In the second round, Group B was made up of Brazil, Poland, Peru and Argentina. In their first matches Brazil beat Peru 3-0 and Argentina beat Poland 2-0. Brazil and Argentina then drew their match 0-0.
On the final day of round two Brazil beat Poland 3-1. There is more controversy here as Argentina didn’t play their final game until the evening and had the advantage of knowing by what margin they had to win. They knew they had to beat Peru by four goals to get to the final. At halftime it was 2-0 but in the second half Peru totally collapsed and Argentina won with ease by six goals to nil.
Many believe the game was fixed. Peruvian player Jose Velasquez claims the team and the management were pressured to lose by the Peruvian government. Despite being a pivotal player in the Peru team, Velasquez was substituted ten minutes into the second half. The Peruvian captain Hector Chumpitaz and other players tell of an even more unbelievable incident.
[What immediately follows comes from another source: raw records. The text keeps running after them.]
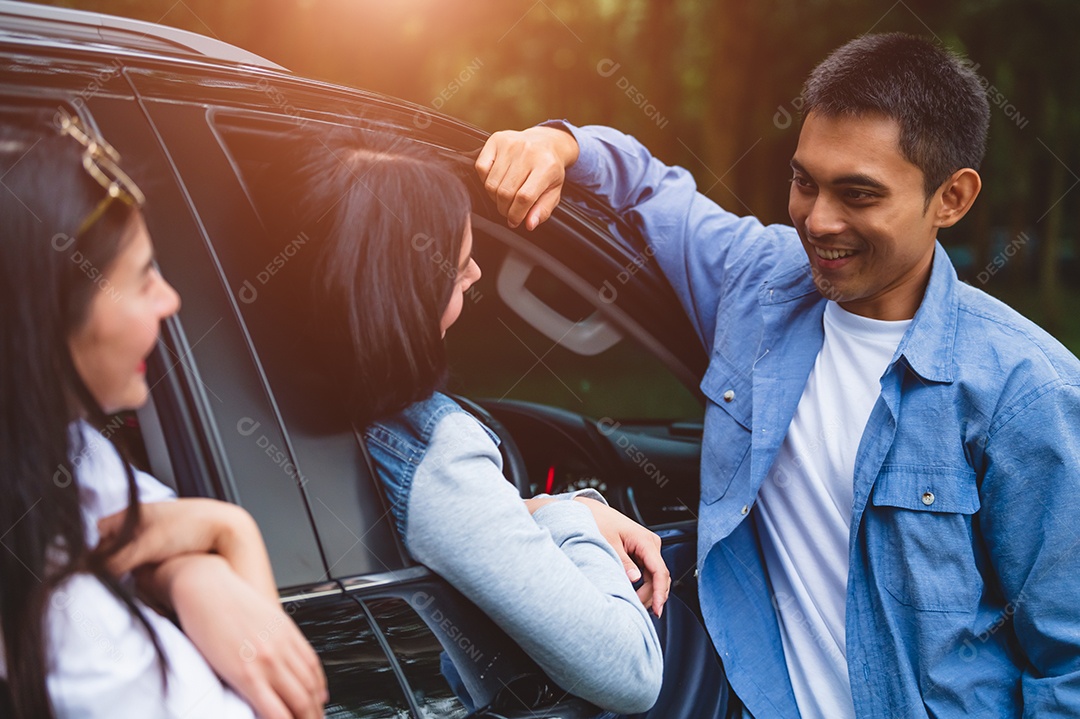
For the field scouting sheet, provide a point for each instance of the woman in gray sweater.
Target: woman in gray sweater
(394, 262)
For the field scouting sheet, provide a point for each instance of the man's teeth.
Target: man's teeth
(833, 254)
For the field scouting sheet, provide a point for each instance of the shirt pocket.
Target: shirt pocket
(920, 538)
(727, 436)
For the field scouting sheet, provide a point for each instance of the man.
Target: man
(890, 457)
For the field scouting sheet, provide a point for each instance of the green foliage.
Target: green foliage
(712, 85)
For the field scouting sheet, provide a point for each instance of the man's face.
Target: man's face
(858, 205)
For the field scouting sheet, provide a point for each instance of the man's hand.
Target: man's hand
(639, 551)
(248, 639)
(524, 172)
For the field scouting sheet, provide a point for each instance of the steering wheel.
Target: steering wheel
(513, 463)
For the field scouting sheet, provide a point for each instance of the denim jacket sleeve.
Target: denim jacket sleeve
(1030, 500)
(549, 580)
(700, 246)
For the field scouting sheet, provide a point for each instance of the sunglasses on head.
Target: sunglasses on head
(100, 160)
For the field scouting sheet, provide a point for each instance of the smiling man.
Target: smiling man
(890, 457)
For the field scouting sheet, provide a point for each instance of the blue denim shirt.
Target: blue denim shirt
(963, 592)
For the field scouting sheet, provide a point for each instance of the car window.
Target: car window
(528, 333)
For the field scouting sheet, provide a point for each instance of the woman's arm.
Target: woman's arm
(551, 581)
(170, 529)
(205, 560)
(246, 637)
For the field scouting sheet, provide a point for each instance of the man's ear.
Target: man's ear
(956, 195)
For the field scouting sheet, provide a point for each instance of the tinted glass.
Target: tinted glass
(360, 678)
(420, 656)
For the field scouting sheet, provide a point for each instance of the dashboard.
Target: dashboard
(647, 471)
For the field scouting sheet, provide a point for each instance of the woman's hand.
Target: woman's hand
(247, 638)
(639, 550)
(632, 542)
(170, 529)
Moments before the game General Videla went waltzing into the Peruvian dressing room with none other than Henry Kissinger on his arm. The two buddies explained how much anticipation of victory there was amongst the Argentine public and the Peruvian team was left feeling shocked. Kissinger doesn’t deny this but says he has ‘no recollection of ever being in that dressing room.’
After Peru collapsed to the 6-0 defeat so dramatically, allegations spread that Videla had agreed a large shipment of grain to Peru and the unfreezing of a Peruvian bank account in Argentina in return for victory. But now a former Peruvian senator has come forward claiming he has proof that there was a definite fix in play and it involved the torture and abduction of thirteen Peruvian left-wing dissidents.
Genaro Ledesma was a trades union organiser in Peru at the time of the World Cup and claims that he and other left-wingers opposed to the government of Peru’s Military President Bermudez were abducted by the Argentine junta. He says that a deal was struck between Videla and Bermudez and that the former agreed to receive, imprison and torture the dissidents in exchange for Peru losing the match by more than four goals. This far more reprehensible possibility fits in with the scandalous Condor Plan, the agreement between South American dictatorships whereby political opponents were shipped between nations to help cover up the repression that was taking place.
Former Peruvian President Bermudez denies these claims, and Argentine player Osvaldo Ardiles doesn't understand how the fix could have been carried out. But former midfielder Ricky Villa accepts that ‘there is no doubt we were used politically,’ and Leopoldo Luque has stated that ‘with what I know now, I can’t say I’m proud of my victory. But I didn’t realise; most of us didn’t. We just played football.’